Might need to pass reporter-generated segments back to valhalla trace_attributes in order to do length/distance-traveled comparison. The code is already doing this for the sake of route visualizations but I'm currently not saving the rest of the output, which we'd need in order to compare the relevant attributes.
Implemented distance traveled-based scoring metric based on the method used in the Newton and Krumm paper: .
The results are a near mirror-image of the segment-based matching:
All distance-based metrics:
The top row of plots is comprised of composite metrics of both under- and overmatches (i.e. false negatives and false positives). The left column are count-based scores, and the right column are distance-based. They all track each other nicely, at least in the test region (San Francisco Bay Area).
One noticeable pattern that sticks out to me is that the "undermatches" appear to be more sensitive to sample rate at lower noise levels, while overmatches exhibit greater differentiation at higher levels of noise. Also of note is that the inversion in match quality mentioned above, whereby higher sample rates produce worse matches, is more pronounced for undermatches (false negatives).

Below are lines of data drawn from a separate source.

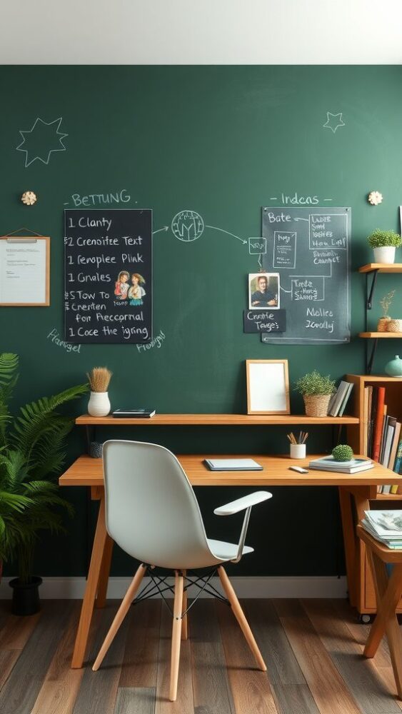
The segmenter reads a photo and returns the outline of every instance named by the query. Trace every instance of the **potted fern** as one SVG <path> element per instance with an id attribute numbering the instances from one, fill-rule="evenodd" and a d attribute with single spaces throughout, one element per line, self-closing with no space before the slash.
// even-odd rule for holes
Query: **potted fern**
<path id="1" fill-rule="evenodd" d="M 69 502 L 59 496 L 54 479 L 61 469 L 66 437 L 74 420 L 57 410 L 88 387 L 79 385 L 44 397 L 12 416 L 9 402 L 18 366 L 16 355 L 0 355 L 0 488 L 6 494 L 6 508 L 0 498 L 0 557 L 14 556 L 18 563 L 18 578 L 10 582 L 13 613 L 31 615 L 39 607 L 41 578 L 32 575 L 39 533 L 64 530 L 59 507 L 72 513 Z"/>
<path id="2" fill-rule="evenodd" d="M 298 379 L 295 391 L 304 400 L 306 416 L 326 416 L 329 400 L 335 391 L 335 381 L 313 370 Z"/>
<path id="3" fill-rule="evenodd" d="M 395 263 L 395 248 L 401 246 L 401 236 L 395 231 L 376 228 L 368 238 L 374 251 L 375 263 Z"/>

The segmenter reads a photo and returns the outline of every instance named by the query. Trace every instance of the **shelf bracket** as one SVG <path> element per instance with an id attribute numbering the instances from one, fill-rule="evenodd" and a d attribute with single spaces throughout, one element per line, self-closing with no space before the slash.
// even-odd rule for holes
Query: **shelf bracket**
<path id="1" fill-rule="evenodd" d="M 371 354 L 370 355 L 370 359 L 367 364 L 367 374 L 371 374 L 371 370 L 373 369 L 373 363 L 374 361 L 374 357 L 376 356 L 376 350 L 377 349 L 377 344 L 378 340 L 377 338 L 375 338 L 373 347 L 371 348 Z"/>
<path id="2" fill-rule="evenodd" d="M 377 280 L 377 275 L 378 273 L 378 270 L 373 271 L 373 280 L 371 281 L 371 286 L 370 287 L 370 293 L 367 297 L 367 309 L 371 310 L 373 302 L 373 293 L 374 292 L 374 288 L 376 287 L 376 282 Z"/>

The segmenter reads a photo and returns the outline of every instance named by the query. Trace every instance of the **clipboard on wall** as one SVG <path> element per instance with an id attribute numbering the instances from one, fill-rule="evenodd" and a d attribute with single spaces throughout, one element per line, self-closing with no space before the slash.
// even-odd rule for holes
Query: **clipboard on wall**
<path id="1" fill-rule="evenodd" d="M 20 231 L 0 236 L 0 306 L 49 307 L 50 238 Z"/>

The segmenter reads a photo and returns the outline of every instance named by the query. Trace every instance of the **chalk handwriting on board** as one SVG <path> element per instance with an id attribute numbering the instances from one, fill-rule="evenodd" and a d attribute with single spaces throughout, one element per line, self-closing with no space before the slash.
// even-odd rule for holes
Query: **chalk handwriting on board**
<path id="1" fill-rule="evenodd" d="M 266 238 L 249 238 L 248 253 L 251 256 L 266 253 Z"/>
<path id="2" fill-rule="evenodd" d="M 297 191 L 295 191 L 291 196 L 281 192 L 280 197 L 271 196 L 269 200 L 281 201 L 283 206 L 318 206 L 320 203 L 320 198 L 318 196 L 299 196 Z M 333 199 L 322 198 L 321 200 L 330 203 Z"/>
<path id="3" fill-rule="evenodd" d="M 146 352 L 146 350 L 154 349 L 154 347 L 156 347 L 157 349 L 159 349 L 161 345 L 162 344 L 162 342 L 164 342 L 164 341 L 166 339 L 166 336 L 165 335 L 164 332 L 162 332 L 162 331 L 161 330 L 159 331 L 159 334 L 156 335 L 156 337 L 154 337 L 153 339 L 151 341 L 151 342 L 149 342 L 148 344 L 136 345 L 137 350 L 139 351 L 139 352 Z"/>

I've been exploring different metrics for speed-based matching and I think I've arrived at a useful result. The graph below shows two CDF curves, one for successfully matched segments (red) and one for incorrectly matched segments (blue) for the % error of GPS-derived speed relative to OSM speeds ((GPS speed - OSM speed) / OSM speed). The results suggest a definitive breakpoint for a threshold above which we would throw out the most erroneous matches while retaining the most correct ones. In your post above, @kpwebb, you suggested 2x as a threshold, and the graph certainly supports the notion that any derived/measured/observed speed above 2x the OSM speed is going to be a true negative. However, it also suggests that we'd still be getting a ton of false positives at this threshold (about 70% of them). At least for this region, the SF Bay Area, we could drop that threshold down to 37% above the OSM speed which would allow us to retain > 90% of our good matches while discarding 60% of the false positives. Even more conservative would be threshold around 15% which would retain almost 80% of true positives while rejecting over 70% of the false positives. Its worth noting, too, that this plot represents results from simulated GPS data at all sample rates and all noise levels. The threshold could be easily customized depending on sample rate and expected positional accuracy. My next move will be to see how this threshold might vary along those lines, and to compare the trend across different regions.
💯 great work!
Distance-based QA metrics are available as a Python function here. Speed-based are here. And the wrapper function that iterates over a number of routes and performs the calculations is here. Functions for generating the metric plots as seen in the validation notebook can be found here. The plots themselves are featured in sections 3. and 6. of the validation notebook.
Based on conversations with @drewda and @dnesbitt61 I'm outlining a few potential top-level metrics to consider including in the QA rig.
1) GPS trace linear distance vs matched segment length. This test can be used with real and synthetic traces to detect significant under matching/overmatching of GPS to segments. Can be used as a crude first-pass check.
2) Incorrectly matched (overmatched) segments as % of total, by segment count and segment length.
3) Unmatched segments as % of total, by segment count and segment length.
4) Matched segments that exceed GPS trace speed by threshold x (e.g. where matched speed is 2x GPS trace speed), by segment count and by length. Can be used with real and synthetic traces.
5) Matched segments that are slower than GPS trace speed by threshold x (e.g. where matched speed is 1/2 GPS trace speed), by segment count and by length. Can be used with real and synthetic traces.
6) Mean and distribution of speed matches, by segment count and by length. Assuming synthetic traces have a constant speed this can be used to measure variance in speed detection over the length of trace.